EXECUÇÃO POR TÍTULO EXTRAJUDICIAL. EMBARGOS DO DEVEDOR. NOTAS PROMISSÓRIAS. ENDOSSO PÓS-VENCIMENTO DAS OBRIGAÇÕES. DISCUSSÃO DA CAUSA DEBENDI ANTE A PROVA DA MÁ-FÉ DOS FIGURANTES DA RELAÇÃO OBRIGACIONAL DECORRENTE DO ENDOSSO. POSSIBILIDADE. TÍTULOS DE CRÉDITO QUE VEICULAM COBRANÇA DE JUROS REMUNERATÓRIOS EXCESSIVOS, SUPERIORES À TAXA LEGAL. RECONHECIMENTO DO VALOR ORIGINÁRIO DEVIDO, COM JUROS Á TAXA LEGAL. PROSSEGUIMENTO DA EXECUÇÃO PELO VALOR RECONHECIDO COMO SENDO O EFETIVAMENTE DEVIDO, COM CORREÇÃO MONETÁRIA DO VENCIMENTO DA OBRIGAÇÃO E JUROS DE REMUNERATÓRIOS DE 1% AO MÊS, CONTADOS TAMBÉM DO VENCIMENTO, ATÉ EFETIVO PAGAMENTO, SEM PREJUÍZO DOS JUROS DE MORA, ESTES, À SUA VEZ, TAMBÉM FIXADOS EM 1% DO VALOR DA OBRIGAÇÃO.

Comprovado que as notas promissórias foram entregues em pagamento de dívida anterior firmada pelo devedor que era de valor inferior ao total dos títulos que se executa, e comprovado que o credor originário cobrou taxa de juros remuneratórios em percentuais superiores à taxa legal, ofendendo a lei de usura, deve-se acolher o pedido subsidiário formulado pelo devedor, no sentido de permitir-se o prosseguimento da execução pelo valor original da dívida, estabelecida neste acórdão, com correção monetária pela variação do IGPM-FGV e juros remuneratórios de 1% ao mês (artigo 591 do CC de 2002), ambos contados do vencimento dos títulos, até a data do efetivo pagamento, sem prejuízo dos juros de mora, de origem distinta, contados, também, à razão de 1% ao mês, nos termos do artigo 406 do CC de 2002.
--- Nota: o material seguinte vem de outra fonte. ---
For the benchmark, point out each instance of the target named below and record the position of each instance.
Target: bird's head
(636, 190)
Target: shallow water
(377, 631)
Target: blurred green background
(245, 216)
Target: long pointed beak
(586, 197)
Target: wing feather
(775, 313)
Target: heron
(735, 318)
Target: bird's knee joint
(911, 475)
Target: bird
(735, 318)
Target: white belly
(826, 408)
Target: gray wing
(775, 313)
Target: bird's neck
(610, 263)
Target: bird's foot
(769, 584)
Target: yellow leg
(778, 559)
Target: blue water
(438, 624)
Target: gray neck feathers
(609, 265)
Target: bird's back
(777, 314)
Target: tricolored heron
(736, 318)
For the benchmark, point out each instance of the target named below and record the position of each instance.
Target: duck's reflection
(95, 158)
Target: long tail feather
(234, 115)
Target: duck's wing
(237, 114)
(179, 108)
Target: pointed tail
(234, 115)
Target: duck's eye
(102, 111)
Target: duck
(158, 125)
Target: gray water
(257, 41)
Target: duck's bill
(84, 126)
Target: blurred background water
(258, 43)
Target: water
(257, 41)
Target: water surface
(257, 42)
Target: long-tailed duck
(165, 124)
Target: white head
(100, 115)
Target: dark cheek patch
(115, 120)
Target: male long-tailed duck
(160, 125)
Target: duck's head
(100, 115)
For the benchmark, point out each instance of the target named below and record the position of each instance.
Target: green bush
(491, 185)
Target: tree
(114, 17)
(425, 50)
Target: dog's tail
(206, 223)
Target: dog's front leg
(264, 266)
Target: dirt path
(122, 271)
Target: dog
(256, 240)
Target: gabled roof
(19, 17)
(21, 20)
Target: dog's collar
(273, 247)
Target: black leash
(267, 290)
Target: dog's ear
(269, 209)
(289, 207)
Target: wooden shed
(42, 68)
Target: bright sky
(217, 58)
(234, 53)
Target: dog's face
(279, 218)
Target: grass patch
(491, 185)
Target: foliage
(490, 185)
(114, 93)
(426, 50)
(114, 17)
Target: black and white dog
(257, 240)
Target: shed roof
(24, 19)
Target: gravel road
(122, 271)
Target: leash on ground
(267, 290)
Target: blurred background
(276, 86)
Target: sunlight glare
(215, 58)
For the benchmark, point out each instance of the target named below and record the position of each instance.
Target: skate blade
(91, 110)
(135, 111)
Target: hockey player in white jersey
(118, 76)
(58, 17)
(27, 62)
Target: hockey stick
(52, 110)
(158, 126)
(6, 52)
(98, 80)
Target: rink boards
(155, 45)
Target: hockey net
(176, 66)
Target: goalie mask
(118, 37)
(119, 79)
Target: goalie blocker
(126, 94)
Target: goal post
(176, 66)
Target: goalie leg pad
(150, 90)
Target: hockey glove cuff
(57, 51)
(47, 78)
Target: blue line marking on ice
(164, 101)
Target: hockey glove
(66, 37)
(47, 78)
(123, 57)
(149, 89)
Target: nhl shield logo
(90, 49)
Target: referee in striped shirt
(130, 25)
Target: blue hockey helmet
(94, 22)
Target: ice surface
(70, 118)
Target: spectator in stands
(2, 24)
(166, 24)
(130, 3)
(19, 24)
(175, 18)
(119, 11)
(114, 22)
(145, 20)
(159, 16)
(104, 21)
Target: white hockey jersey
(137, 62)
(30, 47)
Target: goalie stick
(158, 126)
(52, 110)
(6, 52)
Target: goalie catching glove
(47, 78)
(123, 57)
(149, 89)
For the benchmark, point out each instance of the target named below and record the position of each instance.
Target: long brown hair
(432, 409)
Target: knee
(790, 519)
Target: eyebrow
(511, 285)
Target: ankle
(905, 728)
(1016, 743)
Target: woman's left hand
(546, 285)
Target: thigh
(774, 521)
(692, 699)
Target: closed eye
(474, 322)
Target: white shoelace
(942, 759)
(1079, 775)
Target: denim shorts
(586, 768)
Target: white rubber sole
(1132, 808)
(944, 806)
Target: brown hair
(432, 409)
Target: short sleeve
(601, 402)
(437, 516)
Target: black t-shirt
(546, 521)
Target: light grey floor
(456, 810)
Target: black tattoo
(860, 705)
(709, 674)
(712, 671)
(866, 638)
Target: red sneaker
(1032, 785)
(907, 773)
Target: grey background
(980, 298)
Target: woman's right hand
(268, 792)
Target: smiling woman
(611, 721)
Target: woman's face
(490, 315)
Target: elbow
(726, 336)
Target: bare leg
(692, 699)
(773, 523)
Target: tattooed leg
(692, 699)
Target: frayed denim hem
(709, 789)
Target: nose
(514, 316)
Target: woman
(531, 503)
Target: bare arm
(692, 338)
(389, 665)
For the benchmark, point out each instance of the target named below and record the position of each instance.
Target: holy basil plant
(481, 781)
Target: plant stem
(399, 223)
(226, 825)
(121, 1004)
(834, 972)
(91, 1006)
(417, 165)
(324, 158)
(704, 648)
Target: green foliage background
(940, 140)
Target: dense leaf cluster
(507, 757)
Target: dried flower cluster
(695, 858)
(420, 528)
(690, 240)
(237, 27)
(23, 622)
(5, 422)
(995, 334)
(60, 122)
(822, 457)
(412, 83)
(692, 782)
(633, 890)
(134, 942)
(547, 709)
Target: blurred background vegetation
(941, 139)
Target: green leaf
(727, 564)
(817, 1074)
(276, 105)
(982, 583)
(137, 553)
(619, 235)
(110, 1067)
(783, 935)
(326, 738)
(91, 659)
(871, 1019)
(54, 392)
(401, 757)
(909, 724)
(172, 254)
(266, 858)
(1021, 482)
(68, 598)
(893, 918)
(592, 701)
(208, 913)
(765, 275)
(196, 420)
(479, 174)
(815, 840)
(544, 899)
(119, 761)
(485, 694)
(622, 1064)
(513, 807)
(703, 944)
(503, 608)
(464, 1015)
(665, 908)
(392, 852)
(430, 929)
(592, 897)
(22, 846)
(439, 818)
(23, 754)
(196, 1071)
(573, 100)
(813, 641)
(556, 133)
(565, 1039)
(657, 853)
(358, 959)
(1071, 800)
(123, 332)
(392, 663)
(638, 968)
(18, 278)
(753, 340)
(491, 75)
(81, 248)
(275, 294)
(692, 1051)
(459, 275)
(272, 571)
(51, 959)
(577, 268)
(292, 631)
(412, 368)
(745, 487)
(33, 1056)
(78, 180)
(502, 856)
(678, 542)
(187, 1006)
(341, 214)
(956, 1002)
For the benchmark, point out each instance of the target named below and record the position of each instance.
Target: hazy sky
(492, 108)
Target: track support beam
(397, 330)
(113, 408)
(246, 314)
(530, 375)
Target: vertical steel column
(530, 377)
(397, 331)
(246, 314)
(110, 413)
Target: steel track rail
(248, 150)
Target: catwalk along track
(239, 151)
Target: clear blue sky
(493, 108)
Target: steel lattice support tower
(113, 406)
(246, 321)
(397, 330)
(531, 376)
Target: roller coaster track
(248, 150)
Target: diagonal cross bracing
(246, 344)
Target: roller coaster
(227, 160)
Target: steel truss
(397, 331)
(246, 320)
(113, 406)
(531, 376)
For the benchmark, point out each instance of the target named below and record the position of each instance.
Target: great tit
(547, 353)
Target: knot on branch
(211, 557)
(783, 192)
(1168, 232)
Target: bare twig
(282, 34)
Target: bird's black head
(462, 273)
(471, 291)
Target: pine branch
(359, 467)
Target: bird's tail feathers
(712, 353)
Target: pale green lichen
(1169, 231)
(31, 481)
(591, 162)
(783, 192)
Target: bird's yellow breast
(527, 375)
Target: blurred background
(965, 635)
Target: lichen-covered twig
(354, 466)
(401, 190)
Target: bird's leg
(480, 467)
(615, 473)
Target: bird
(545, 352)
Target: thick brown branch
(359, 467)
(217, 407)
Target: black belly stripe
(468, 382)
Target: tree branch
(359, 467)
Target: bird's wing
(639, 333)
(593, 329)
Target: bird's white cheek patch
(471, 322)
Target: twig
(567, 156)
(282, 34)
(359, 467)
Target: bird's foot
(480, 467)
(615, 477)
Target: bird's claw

Recurso conhecido e parcialmente provido.

Opostos embargos de declaração, foram acolhidos pelo Tribunal de origem, no entanto, sem efeitos modificativos, adotando-se a seguinte ementa:

EMBARGOS DE DECLARAÇÃO. OMISSÃO QUANTO AO PEDIDO DE NULIDADE DOS TÍTULOS EXECUTIVOS ANTE A PRÁTICA DE AGIOTAGEM. DEFEITO SANADO SEM ALTERAÇÃO DO RESULTADO. CONSERVAÇÃO DO NEGÓCIO JURÍDICO.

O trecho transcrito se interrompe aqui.